最初のものは、たいそうな副題がつけられていますが、ごく標準的な伝記です。次の本はこども向け図書の専門出版社が出した伝記ですが、小学高学年から「生物」を単科で学び始める高校1年生ぐらいまで十分に読めますし、1時間程度でダーウィンと進化論を雑知識として仕入れるつもりなら格好の読み物です。そして最後の本は、一般成人向けにまとめた進化論の図鑑です。

また
・『ダーウィンの思想—人間と動物のあいだ』(内井惣七、09年岩波新書)
・『チャールズ・ダーウィンの生涯—進化論を生んだジェントルマンの社会』(松永俊男、09年朝日選書)
・『ダーウィンが信じた道—進化論に隠されたメッセージ』(A・デズモンド&J・ムーア、09年日本放送出版協会)
は、伝記的な要素も含んでいますが、いずれも人類の起源についての理論が、当時の欧米社会に及ぼした衝撃的影響について論じています。

この点をもう少し詳しく述べるならば、岩波新書のそれは、科学哲学者がまとめたもので、ダーウィンがいかに生物学から神を切り離したか、それはとりもなおさず、人間と動物をいかに結びつけたかということになりますが、そこに焦点を絞っています。
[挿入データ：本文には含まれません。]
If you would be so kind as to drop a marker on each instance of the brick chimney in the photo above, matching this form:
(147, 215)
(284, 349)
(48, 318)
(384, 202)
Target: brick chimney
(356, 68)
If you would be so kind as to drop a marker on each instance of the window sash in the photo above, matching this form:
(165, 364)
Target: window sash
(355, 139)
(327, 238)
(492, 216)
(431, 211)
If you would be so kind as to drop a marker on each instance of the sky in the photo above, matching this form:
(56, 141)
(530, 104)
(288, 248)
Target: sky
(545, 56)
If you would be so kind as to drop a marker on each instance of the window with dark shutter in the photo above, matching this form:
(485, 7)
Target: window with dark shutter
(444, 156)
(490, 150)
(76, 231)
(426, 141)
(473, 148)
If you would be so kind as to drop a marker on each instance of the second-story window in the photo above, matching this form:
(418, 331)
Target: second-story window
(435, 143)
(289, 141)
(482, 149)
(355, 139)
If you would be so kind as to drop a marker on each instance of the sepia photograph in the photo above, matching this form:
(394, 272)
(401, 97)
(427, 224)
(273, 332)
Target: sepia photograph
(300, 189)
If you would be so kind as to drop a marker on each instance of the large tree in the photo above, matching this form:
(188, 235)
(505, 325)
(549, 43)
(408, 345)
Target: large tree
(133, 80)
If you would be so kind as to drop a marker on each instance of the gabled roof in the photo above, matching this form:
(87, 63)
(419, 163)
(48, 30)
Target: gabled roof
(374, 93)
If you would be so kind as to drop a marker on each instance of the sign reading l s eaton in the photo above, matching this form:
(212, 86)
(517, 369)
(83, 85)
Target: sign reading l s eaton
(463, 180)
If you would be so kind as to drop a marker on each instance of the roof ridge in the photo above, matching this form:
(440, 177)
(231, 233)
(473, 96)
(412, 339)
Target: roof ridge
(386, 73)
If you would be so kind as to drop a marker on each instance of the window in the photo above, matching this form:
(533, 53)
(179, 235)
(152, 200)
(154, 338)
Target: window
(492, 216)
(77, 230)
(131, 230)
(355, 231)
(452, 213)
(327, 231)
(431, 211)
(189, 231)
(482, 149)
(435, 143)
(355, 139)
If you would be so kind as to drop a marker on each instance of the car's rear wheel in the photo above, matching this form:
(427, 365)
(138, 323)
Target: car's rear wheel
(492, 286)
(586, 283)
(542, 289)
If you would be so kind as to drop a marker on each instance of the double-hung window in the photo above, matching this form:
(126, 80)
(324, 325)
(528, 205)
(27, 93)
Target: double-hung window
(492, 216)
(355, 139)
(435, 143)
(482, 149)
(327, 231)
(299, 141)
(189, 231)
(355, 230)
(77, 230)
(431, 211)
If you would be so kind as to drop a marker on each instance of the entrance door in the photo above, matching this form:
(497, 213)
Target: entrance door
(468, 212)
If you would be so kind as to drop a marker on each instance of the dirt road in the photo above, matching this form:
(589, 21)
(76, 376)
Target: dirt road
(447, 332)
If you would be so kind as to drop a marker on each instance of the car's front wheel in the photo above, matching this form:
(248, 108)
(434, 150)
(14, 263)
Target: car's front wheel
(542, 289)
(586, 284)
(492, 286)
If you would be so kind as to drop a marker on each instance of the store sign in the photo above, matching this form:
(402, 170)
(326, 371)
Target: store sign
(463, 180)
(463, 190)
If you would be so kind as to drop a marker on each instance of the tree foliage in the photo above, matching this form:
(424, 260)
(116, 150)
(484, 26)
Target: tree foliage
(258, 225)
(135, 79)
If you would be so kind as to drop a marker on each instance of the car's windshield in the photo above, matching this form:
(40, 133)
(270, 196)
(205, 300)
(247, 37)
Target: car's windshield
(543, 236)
もちろん神とは、ここではキリストのことです。この「生物学から神を切り離した」というのは、聖書の「天地創造」(もしくは「創世記」)で「宇宙も地球も動植物も、そして人もまた神の手により創られた」とする信仰とは別の次元で、人類を含めたあらゆる生物の生い立ちを科学的に論考した、ということを意味しています。

また朝日選書の本では、彼がどのような経過をたどって進化、すなわち「いまこの地球に生息している生物は、みな遠い昔から存在していた共通の祖先に由来している」という着想を得たのかについて、生物化学の研究者が解説しています。
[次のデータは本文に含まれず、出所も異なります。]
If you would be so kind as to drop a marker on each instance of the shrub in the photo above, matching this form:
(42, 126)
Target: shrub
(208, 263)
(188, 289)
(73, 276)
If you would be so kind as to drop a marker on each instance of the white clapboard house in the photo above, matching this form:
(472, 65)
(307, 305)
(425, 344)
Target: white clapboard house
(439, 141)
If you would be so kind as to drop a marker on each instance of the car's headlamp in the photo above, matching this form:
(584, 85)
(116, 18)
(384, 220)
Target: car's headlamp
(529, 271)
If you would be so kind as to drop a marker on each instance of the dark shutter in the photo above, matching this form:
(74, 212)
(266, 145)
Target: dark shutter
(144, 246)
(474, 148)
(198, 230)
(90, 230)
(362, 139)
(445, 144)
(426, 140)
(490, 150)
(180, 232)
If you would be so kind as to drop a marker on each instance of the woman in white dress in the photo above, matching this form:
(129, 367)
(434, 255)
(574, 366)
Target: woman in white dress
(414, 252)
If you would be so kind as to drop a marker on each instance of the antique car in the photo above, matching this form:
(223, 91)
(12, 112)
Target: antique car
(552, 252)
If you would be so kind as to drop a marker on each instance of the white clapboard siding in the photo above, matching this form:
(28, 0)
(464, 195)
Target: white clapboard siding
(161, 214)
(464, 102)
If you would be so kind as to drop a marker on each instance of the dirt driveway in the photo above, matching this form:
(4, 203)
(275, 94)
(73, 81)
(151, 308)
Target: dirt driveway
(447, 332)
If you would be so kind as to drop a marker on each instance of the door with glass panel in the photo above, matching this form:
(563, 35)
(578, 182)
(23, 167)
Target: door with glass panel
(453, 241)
最後の本は、科学史の視点から二人の科学者が協力して執筆した伝記ですが、生い立ちや業績を年代順に記述したそれではなく、彼らは、ダーウィンを思想家や哲学者、あるいは社会主義者ではなく、純粋無辜な自然科学者でありながら、天動説を確信していた15世紀の西欧社会にあって地動説を唱え、それゆえに法王庁から迫害され、「それでも地球は太陽の周りを回っているのだ」という科学的認識を、ブレることなく、曲げなかったコペルニクスと同列に捉え、世界思想を180度転換した論説を唱えた人物であったと主張しています。
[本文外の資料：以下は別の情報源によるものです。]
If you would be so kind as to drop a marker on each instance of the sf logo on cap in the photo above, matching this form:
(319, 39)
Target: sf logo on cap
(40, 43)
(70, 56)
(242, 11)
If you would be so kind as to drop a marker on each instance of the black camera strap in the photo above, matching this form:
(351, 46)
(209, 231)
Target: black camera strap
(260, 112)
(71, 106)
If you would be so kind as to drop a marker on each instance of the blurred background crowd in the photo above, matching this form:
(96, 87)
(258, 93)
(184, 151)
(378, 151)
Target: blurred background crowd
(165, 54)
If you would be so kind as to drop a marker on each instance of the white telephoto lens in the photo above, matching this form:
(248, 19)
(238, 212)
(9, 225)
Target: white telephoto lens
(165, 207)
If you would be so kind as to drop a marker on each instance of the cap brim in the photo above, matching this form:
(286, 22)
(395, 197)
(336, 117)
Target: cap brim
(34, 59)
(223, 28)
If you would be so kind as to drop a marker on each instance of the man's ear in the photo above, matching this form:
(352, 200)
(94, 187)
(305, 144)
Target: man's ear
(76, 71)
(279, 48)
とりわけ人類の起源の論考に、当時の奴隷制度の下での人種差別に対する彼のリベラルな考えが暗号のように見え隠れしていると唱えていますが、ダーウィンの残した自筆ノートや草稿、さらに書簡などを原資料として駆使しており、近年ではもっとも信頼性の高いダーウィン論といえるでしょう。しかしそれはそれとして、600ページにも及ぶ大部な本で、読むには相当の覚悟と忍耐力が必要です。